Skip to main content
Log in

Mojo function

flash_attention_split_kv

flash_attention_split_kv[type: DType, rank: Int, mask_rank: Int, //, input_k_fn: fn[Int, Int](Index[$1]) capturing -> SIMD[type, $0], input_v_fn: fn[Int, Int](Index[$1]) capturing -> SIMD[type, $0], input_k_cache_fn: fn[Int, Int](Index[$1]) capturing -> SIMD[type, $0], input_v_cache_fn: fn[Int, Int](Index[$1]) capturing -> SIMD[type, $0], input_mask_fn: fn[Int, Int](Index[$1]) capturing -> SIMD[type, $0]](q: NDBuffer[type, rank, origin, shape, strides], k_shape: Index[rank], v_shape: Index[rank], k_cache_shape: Index[(rank + 1)], v_cache_shape: Index[(rank + 1)], mask_shape: Index[mask_rank], output: NDBuffer[type, rank, origin, shape, strides], scale: SIMD[float32, 1])

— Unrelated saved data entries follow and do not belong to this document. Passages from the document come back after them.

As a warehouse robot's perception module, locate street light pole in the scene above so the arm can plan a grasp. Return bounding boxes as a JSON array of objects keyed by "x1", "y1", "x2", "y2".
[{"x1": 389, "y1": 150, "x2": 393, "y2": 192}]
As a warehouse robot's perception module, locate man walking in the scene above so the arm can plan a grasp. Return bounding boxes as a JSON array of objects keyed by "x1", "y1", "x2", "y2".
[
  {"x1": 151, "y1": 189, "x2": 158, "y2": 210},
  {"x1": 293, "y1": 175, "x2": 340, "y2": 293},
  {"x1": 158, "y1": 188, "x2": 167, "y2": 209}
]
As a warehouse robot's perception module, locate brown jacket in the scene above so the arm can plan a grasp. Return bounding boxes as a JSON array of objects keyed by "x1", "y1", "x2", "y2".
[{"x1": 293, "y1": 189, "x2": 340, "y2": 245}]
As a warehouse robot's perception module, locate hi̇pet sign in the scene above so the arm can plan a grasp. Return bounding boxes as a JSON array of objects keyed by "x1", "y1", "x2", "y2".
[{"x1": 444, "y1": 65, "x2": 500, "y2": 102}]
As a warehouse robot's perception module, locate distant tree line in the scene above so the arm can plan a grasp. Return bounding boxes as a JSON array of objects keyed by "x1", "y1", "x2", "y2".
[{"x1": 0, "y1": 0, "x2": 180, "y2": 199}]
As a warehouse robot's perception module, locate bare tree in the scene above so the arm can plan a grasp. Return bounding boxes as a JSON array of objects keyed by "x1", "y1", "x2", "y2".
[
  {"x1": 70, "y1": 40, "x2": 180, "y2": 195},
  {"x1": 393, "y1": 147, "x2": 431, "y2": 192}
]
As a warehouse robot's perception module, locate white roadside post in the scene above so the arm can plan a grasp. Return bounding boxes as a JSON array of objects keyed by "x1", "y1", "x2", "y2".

Variant of flash attention that takes the previous KV cache input_{k,v}_cache_fn and the current KV tensors input_k_fn and input_v_fn as separate arguments.

This works around the fact that fusion can't currently look through concat. So this kernel does an in-place concat fusion by changing the input lambdas input_{k,v}_cache_fn_wrapper to take previous sequence KV elements from the KV cache, and current KV elements from tensors k and v.